San Diego was born in San Nicolás del Puerto in the province of Sevilla, Spain. As a boy, he served a local hermit, taking on that austere lifestyle and raising vegetables for the poor. At 30, he joined the Franciscans and around 1441 he was sent with a small group to Fuerteventura in the Canary Islands. Despite his lack of education, he became the Guardian of the small convent. Under his leadership and by his example, the observance and piety of the group came to the attention of Pope Eugene IV. San Diego returned to Spain in 1449 and went to Rome in 1450 for the canonization of fellow Franciscan San Bernardino de Siena. There was a severe outbreak of plague in Rome and San Diego became even more highly regarded for his care of the sick and the dying. He lived at Alcalá de Henares from 1456 until his death on November 12, 1463.
San Diego became a reluctant hero, even in death, because of the number of documented miracles that were attributed to him.
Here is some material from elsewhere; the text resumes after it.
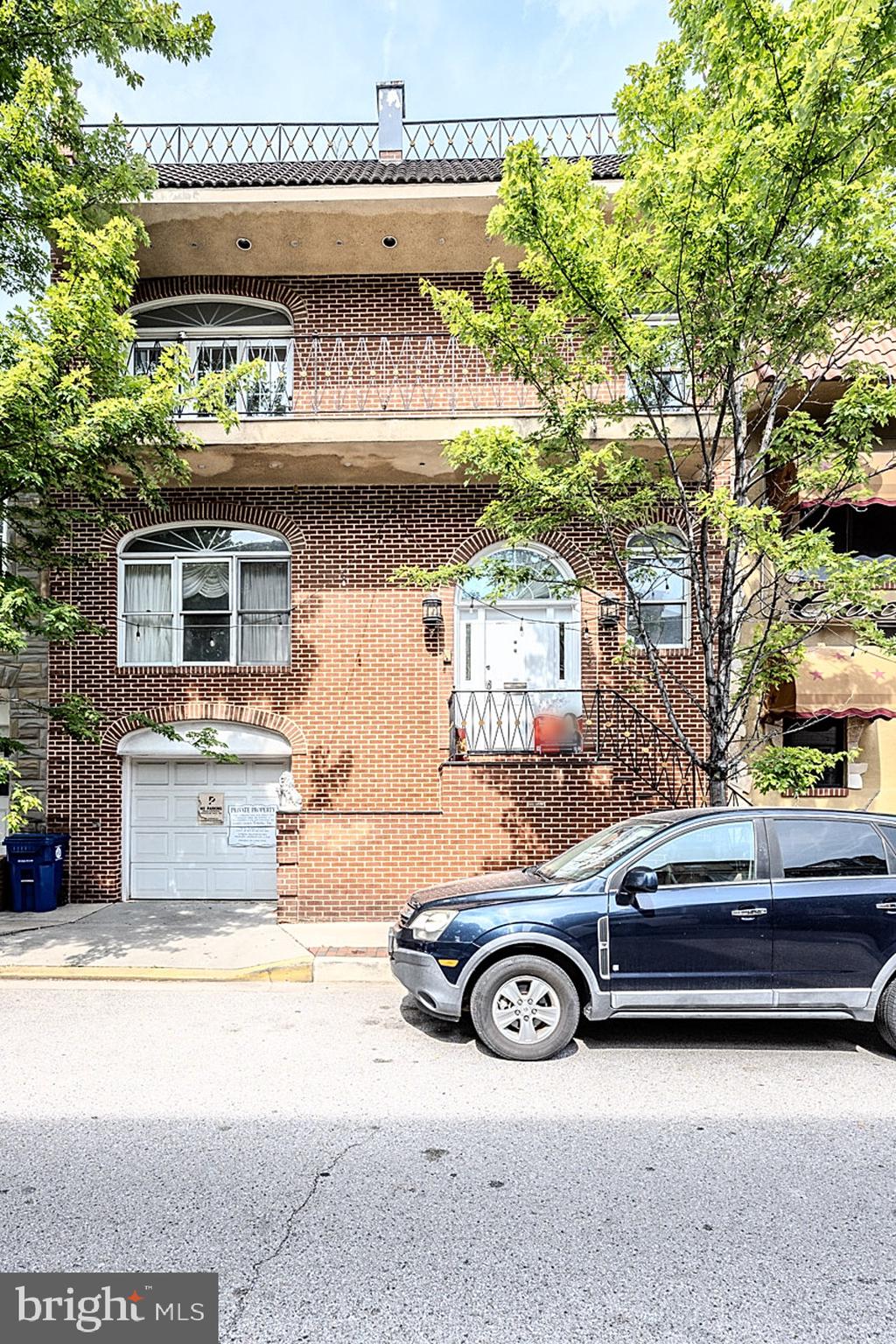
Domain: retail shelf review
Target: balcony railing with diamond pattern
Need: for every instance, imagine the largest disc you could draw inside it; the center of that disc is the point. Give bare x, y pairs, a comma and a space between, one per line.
396, 374
602, 724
However, he was not canonized a saint until 1588, due to reforms that the Church was undertaking to remove the lives of the saints from the realm of legend to those of rigorous historical fact. Despite the reformed standards, the holiness of his life and documentation of miracles made his biography similar to those of devotional legend.
San Diego’s wide popularity in the 16th and 17th centuries was emblematic of a major shift in Spanish society. San Diego’s patron, Santiago (Sant Yago – St. James the Apostle), was the patron of Spain and represented her struggle to reconquer Iberia after the Moorish conquest. As Santiago Mata Moros, St. James the Killer of Moors, was a less relevant model as the Reconquest came to a close. San Diego’s example of heroic Christian virtue became a new model of the Christian ideal in the emerging union of the seven kingdoms.
When Sebastián Vizcaíno entered San Miguel Bay in Alta California aboard the San Diego in 1602, he renamed it San Diego Bay, because his men would hear Mass there on November 12. On July 1, 1769, Blessed Junipero Serra would found Mission San Diego de Alcalá on the same bay, the mission which would later give rise to the City of San Diego, California.
Although San Diego now enjoys the obscurity that he sought in life, he should be remembered and celebrated as someone who saw that mysticism and service to the marginalized could not be separated. Spirituality and social justice are the two necessary dimension of meeting and serving the living Christ.